Auch für den nächsten Tag hatte ich mir ein gutes Programm überlegt. Ich wollte zuerst zu dem Longshan Tempel, einem der größten und berühmtesten Tempel in Taipei. Bevor ich aber dortankam, stolperte ich in einen Wochenmarkt rein.

Von dort dann weiter zum Tempel, wo wirklich jede Menge los war, und ich rede jetzt nicht von Touristen, sondern es waren wahnsinnig viele Einheimische dort, die mal eben ein schnelles Gebet sprachen, Räucherstäbchen anzündeten, oder ihr Glück testeten und schauten ob ihre Wünsche sich erfüllen werden. Das kann man machen in dem man ein halbrundes Holzstück in der Hand hält, was sich in 2 Teile teilen lässt. Man stellt sich das vor was man sich wünscht, lässt die Holzstücke fallen und wenn eine glatte Seite Oben liegt und eine runde Seite oben, und dies 3x hintereinander passiert, dann wird der Wunsch sich auch erfüllen; vor chinesisch Neujahr wird das häufig gemacht.

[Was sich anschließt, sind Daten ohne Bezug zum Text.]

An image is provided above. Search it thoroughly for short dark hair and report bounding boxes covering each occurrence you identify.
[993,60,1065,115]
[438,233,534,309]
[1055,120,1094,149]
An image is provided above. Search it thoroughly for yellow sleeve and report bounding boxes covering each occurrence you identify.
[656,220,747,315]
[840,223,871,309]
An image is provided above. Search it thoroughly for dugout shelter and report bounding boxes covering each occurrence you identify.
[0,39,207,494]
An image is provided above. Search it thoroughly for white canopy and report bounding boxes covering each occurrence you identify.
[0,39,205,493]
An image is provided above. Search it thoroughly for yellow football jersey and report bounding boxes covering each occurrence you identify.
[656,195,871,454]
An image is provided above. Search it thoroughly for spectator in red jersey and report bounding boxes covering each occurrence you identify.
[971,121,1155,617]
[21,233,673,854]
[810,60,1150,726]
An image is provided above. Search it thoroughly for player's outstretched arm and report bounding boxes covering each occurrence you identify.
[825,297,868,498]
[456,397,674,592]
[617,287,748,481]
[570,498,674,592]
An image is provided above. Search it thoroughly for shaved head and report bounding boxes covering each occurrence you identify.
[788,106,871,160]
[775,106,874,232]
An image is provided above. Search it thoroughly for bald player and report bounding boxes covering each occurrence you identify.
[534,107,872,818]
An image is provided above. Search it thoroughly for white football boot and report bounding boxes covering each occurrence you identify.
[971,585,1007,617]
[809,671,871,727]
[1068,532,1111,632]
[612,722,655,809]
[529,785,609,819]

Was Taipei aber auch zu bieten hat sind gute Museen, ich war also in dem Nationalen Museum was auch direkt in Hostel Nähe war, und es war wirklich eine tolle Ausstellung, und der Eintritt dafür hat tatsächlich nur 1 EUR gekostet. In dem oben schon mal erwähnten Friedenspark, gab es auch so eine Fläche mit so aufgerichteten Steinen wo man drüber laufen konnte, da ich so Fußschmerzen hatte vom vielen laufen, bin ich da dann auch mal hin. Während ich da war, war auch eine ältere Dame da die darauf tatsächlich Tai Chi Übungen gemacht hat, während ich kaum dort stehen konnte. Ich musste mich wirklich zwingen das Stück darüber zu laufen, das Ergebnis war aber genial, die Schmerzen waren weg! Aber länger aufhalten auf dem Ding konnte ich es trotzdem nicht. Ich war auch noch in der Memorial Hall, ein anderes Museum, Problem ist allerdings, das es dort alles auf Chinesisch oder Japanisch ist.

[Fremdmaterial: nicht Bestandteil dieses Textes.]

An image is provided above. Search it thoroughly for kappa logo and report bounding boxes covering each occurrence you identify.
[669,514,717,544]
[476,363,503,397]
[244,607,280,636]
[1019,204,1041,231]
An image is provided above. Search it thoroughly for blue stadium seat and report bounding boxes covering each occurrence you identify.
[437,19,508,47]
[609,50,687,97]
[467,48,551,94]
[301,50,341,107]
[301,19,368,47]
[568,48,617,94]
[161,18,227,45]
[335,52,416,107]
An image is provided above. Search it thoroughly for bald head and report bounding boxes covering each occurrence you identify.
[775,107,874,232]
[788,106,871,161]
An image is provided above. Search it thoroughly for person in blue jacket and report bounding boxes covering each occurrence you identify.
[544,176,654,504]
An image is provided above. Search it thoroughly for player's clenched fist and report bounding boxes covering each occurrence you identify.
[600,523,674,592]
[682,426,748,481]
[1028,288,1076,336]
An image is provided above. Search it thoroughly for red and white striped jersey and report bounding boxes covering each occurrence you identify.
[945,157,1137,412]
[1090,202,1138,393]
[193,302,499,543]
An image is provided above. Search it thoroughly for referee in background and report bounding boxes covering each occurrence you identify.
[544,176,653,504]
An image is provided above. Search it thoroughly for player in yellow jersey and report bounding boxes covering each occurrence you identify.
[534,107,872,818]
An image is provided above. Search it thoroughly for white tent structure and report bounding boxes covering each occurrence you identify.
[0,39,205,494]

Für den nächsten Tag hatte ich mir überlegt nach Beitou zu fahren, einem Bezirk etwas außerhalb, der vorallem bekannt ist für seine heißen Quellen. Was es dort aber auch gibt ist die erste Bibliothek in Taiwan die „grün“ ist, sie ist eine der energieeffizientesten und ökologisch wertvollsten Bibliotheken in Ost-Asien.

Direkt in der Nähe ist dann das Hot Springs Museum, was sogar kostenlos ist und was eine Idee gibt, wie die ersten Thermal-Bäder hier ausgesehen haben.

Was ich anfangs nicht auf dem Schirm hatte war das Ketagalan Culture Center, was über die vielen ehemaligen indigen Völker von Taiwan aufklärt und Lebensweise und Bekleidung beschreibt und vergleicht.